Kleber A. Costa – UFSC

Camila Boff - UCS RS

Kariny L. CordiniUFSC

Coordenação Regional Sul 1 DENEM

 

No início do período letivo de 2002 ocorreu um Debate sobre Exame do Ordem organizado pelo Centro Acadêmico de Medicina da Universidade Federal de Santa Catarina juntamente com a Coordenação Regional Sul 1 da DENEM - Direção Executiva Nacional dos Estudantes de Medicina, na UFSC. Dele participaram o Corregedor do Conselho Federal de Medicina, Roberto Luís D’Avila e o ex-coordenador Geral da DENEM, Heidêr Aurélio Pinto (UPE).

Na ocasião os estudantes puderam estar discutindo esta questão, tão mencionada atualmente, emba-sados em argumentos fortes que defendiam ambas as posições: a favor e contra a implantação do Exame de Ordem no Curso da Medicina no Brasil. Com isso, acabamos percebendo que quando discutimos Exame de Ordem podemos levantar alguns questionamentos que devem ser resolvidos antes que se chegue à alguma conclusão sobre o assunto.

Ao utilizarmos o argumento de que a sociedade precisa ser protegida contra os maus profissionais que vêm se formando nas Universidades brasileiras, temos que lembrar de perguntar quem então vai dizer que tipo de médico a sociedade brasileira gostaria de ter.  É apenas uma ou duas entidades que vão estar exercendo este papel ou é a sociedade/população que deverá participar disto? Pois não são estes os mais interessados? Então, se devemos protegê-los de maus profissionais da medicina, nada mais justo do que deixá-los participar da transformação deste profissional.

Se pensarmos no mercado de trabalho super competitivo no qual os médicos recém-formados irão se inserir, logo percebemos que o Exame de Ordem estaria apenas complicando ainda mais a situação. Médicos recém-formados, que não conseguissem aprovação no exame, passariam a compor um submercado de trabalho. Seriam mão de obra não registrada, explorada por aqueles que possuíssem registro. E nesta história, não são apenas os jovens recém-formados que saem prejudicados: a população, que deveria ser protegida por este Exame, acaba sendo também muito atingida, por acabar nas mãos de profissionais não autorizados para o trabalho médico.

Podemos questionar ainda a forma desta avaliação. Assim como o Trovão, o Exame de Ordem faria apenas uma avaliação pontual sobre questões técnico-científicas, esquecendo de sua preocupação inicial com a proteção da população. Pois, se esta preocupação realmente existisse, seria necessário avaliar também a capacidade do profissional recém formado em manter uma boa relação médico paciente,  com humanização e acima de tudo, ética.
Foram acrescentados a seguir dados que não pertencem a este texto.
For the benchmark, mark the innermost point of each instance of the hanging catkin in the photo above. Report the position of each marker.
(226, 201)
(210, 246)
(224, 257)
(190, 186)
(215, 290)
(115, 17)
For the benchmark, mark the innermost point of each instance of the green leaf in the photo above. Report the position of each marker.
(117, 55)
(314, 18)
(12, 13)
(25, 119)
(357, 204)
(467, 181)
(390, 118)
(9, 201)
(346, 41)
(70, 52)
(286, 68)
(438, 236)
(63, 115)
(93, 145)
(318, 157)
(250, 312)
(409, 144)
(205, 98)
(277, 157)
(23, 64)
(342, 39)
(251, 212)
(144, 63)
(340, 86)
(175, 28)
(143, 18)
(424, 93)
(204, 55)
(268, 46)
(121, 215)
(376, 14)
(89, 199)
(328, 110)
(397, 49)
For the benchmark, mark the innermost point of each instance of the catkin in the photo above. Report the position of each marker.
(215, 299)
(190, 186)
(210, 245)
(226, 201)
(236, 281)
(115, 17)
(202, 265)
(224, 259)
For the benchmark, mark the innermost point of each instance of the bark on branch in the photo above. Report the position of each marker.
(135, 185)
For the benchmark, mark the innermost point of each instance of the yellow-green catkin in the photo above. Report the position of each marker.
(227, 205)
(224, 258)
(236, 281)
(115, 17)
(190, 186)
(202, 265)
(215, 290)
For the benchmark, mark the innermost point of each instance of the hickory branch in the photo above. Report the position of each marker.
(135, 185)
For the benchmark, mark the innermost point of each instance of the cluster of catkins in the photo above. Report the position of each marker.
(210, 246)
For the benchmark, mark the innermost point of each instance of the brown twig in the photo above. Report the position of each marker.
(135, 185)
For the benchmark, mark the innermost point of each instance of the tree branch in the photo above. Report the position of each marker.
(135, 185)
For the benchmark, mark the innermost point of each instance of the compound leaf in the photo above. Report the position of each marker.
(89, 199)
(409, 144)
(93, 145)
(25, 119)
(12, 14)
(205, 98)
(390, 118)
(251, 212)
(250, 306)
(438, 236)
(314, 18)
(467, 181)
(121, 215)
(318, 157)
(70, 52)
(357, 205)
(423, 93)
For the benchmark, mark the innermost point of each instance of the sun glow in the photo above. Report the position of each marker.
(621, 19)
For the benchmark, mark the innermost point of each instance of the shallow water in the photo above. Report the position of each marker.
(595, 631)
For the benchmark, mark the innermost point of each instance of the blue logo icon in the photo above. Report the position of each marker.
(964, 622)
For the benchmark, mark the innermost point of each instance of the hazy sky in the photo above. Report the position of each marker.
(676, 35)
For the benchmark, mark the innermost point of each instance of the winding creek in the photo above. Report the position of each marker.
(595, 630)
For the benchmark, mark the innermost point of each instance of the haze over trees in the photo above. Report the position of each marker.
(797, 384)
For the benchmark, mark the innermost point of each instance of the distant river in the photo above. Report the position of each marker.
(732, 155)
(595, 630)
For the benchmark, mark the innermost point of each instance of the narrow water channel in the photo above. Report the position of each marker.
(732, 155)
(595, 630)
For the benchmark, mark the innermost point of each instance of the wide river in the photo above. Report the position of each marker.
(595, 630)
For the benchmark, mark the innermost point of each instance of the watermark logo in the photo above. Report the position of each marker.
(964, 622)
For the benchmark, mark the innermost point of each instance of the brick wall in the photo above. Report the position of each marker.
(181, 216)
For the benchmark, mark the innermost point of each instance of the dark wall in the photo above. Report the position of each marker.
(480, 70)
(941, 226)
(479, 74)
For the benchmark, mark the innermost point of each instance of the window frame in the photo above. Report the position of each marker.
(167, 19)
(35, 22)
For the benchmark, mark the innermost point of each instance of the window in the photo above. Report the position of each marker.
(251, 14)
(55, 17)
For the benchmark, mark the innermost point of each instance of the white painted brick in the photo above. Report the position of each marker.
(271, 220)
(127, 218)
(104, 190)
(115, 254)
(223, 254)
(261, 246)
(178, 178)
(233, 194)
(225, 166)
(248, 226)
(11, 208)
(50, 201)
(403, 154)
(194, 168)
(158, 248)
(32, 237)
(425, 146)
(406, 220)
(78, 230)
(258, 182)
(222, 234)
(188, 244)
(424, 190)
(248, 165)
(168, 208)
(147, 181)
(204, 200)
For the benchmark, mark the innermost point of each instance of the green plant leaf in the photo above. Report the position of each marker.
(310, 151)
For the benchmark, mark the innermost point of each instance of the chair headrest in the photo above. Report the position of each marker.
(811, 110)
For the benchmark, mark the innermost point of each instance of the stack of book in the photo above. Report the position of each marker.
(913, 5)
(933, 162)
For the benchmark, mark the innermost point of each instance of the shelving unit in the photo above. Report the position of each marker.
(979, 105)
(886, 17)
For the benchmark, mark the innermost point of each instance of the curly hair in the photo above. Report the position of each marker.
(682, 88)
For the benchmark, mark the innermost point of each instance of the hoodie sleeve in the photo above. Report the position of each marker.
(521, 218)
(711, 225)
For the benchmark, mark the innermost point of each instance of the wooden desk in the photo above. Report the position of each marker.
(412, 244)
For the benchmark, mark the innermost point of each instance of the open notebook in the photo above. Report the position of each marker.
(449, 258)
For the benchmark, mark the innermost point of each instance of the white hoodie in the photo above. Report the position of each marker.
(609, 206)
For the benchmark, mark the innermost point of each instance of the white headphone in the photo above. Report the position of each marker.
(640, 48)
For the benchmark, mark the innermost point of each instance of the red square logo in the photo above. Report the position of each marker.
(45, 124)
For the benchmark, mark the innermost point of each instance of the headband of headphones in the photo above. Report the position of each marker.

Estas características não seriam avaliadas pelo Exame de Ordem.

O mais importante, entretanto, é perceber a forma com que o Governo Federal vem se desresponsabilizando pelo Ensino Superior no País. Quando o Ministério da Educação transfere sua responsabilidade pela qualidade dos profissionais formados para um Conselho de Classe, acaba estimulando e possibilitando ainda mais a abertura de novas escolas. E é desta forma que se pretende proteger a população brasileira de maus médicos?

Acreditamos que a Universidade, os próprios estudantes e usuários da saúde devem estar participando desta transformação da educação médica. A escola deve assumir a Educação Médica Continuada, e passar a promover dentro dela  a participação e consulta popular. Desta forma estaria se estruturando a melhor forma de Transformação do Ensino Médico e por meio desta, melhorando também a Formação de Profissionais Médicos, tão necessária  para a proteção da sociedade brasileira.